I'm learning Indonesian language and I very often encounter the use of "lah" particle as a suffix, but also as a separate word. Majority of dictionaries and liguistic sources claims that the function of the particle is to indicate a soft imperative mood when attached to a verb. But I often see that word attached to other parts of speech like nouns or adjectives.

For example, in one Indonesian story that I was reading I came across a sentence: "Tersebutlah kisah seorang guru agama yang hidup di tepi sungai disebuah desa di Sumatera Barat". I know tersebut is an adjective and it means "mentioned", but what's the meaning of "tersebutlah" ? 

And another example "Di dalam sebuah gua besar tergoleklah Aminah." I know "bergolek" means "to lie down", so the sentence would mean "Inside a big cave Aminah was laid", however google translate gets it as "was lying". May "lah" particle along with "ter-" prefix indicate progressive tense?


----------



## Mauricet

In these two examples, _-lah_ works as a particle that points at where the emphasis is in the sentence.

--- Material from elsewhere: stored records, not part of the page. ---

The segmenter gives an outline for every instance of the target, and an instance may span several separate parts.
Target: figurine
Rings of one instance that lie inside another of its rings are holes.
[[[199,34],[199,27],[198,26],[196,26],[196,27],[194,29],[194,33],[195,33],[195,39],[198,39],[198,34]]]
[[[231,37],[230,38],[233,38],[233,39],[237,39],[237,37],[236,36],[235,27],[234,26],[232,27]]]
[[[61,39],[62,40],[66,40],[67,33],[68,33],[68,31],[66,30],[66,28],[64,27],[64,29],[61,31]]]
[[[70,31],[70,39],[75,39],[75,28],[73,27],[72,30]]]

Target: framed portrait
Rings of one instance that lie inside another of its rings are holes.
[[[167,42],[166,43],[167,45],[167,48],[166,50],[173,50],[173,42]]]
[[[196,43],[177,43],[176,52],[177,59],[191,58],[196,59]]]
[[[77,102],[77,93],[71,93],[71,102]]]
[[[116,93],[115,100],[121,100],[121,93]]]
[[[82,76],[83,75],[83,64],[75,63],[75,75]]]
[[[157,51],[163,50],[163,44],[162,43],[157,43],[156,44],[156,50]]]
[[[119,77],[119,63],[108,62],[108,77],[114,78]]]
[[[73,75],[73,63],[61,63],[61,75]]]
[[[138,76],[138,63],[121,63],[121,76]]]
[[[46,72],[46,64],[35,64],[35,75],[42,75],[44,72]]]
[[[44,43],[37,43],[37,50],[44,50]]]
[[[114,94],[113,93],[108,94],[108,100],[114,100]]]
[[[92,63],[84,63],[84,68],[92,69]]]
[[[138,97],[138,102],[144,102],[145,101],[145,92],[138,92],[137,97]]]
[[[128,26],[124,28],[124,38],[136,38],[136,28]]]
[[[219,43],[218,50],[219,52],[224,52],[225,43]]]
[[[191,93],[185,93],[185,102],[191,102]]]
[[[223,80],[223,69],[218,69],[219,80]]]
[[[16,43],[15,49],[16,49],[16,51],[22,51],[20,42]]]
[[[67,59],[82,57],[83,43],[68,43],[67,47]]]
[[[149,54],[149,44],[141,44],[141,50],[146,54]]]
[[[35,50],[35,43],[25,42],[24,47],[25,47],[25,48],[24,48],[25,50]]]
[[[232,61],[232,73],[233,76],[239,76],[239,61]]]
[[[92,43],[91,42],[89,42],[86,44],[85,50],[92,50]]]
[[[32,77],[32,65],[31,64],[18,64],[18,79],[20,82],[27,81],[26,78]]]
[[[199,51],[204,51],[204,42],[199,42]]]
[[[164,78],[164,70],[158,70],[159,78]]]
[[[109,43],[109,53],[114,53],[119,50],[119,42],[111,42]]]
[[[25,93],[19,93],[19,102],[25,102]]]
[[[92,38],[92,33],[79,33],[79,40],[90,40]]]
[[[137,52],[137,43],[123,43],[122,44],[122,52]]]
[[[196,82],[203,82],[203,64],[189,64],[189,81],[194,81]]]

It's like highlighting the word or phrase it is added on. "_To be mentioned_ is the story of a guru/professor of religion who lived by a riverside in a village in West Sumatra". "Inside a big cave did Aminah lie".





> May "lah" particle along with "ter-" prefix indicate progressive tense?


----------



## sufler

Ah, thanks  And one more question: you translated "tergoleklah" as "lie". And I thought the prefix ter- is used to indicate passive voice, so it would be "was laid". If "tergoleklah" meant "lie" what a difference would be to use "bergoleklah" ?


----------



## Mauricet

You are right, _tergolek_ means "having been laid", so to speak. I translated _did Aminah lie_ to get some of the emphasis of _-lah_. My dictionary has _bergolek_ to mean "tourner" (to roll, I guess). Normally the passive voice is constructed with _di-_. Progressive forms (to be <verb>+ing) use _sedang_, as you probably know.


----------



## theo1006

sufler said:


> Ah, thanks  And one more question: you translated "tergoleklah" as "lie". And I thought the prefix ter- is used to indicate passive voice, so it would be "was laid". If "tergoleklah" meant "lie" what a difference would be to use "bergoleklah" ?



According to the Kamus Besar Bahasa Indonesia, _golek_ has two meanings: (1) to roll, like in _bola bergolek_; (2) to lie (down), like in _ia bergolek di tempat tidurnya_.

While the prefix _di-_ and the prefix _ter-_ may both be said to indicate passive voice, there is a difference in meaning.  _Ter-_ is used when a state of affairs came about unintentionally or accidentally.  Thus:
_Sumardi bergolek di tempat tidurnya_ implies that Sumardi at some time previously willfully lay down.
_Sumardi tergolek di tempat tidurnya _may imply that Sumardi was struck down by illness.
_Tergoleklah Sumardi di tempat tidurnya _emphasizes Sumardi lying prostrate and powerless.

Other examples of the use of _ter-_
_tersandung_ = touched or hit accidentally, like in _kakiku tersandung batu.
tertidur_ = fell asleep, which is by nature unintentional as implied by the use of 'fell' in English.
_terbengkalai_ = neglected, left unfinished, like in _proyek bangunan itu terbengkalai karena kekurangan biaya_.

Theo


----------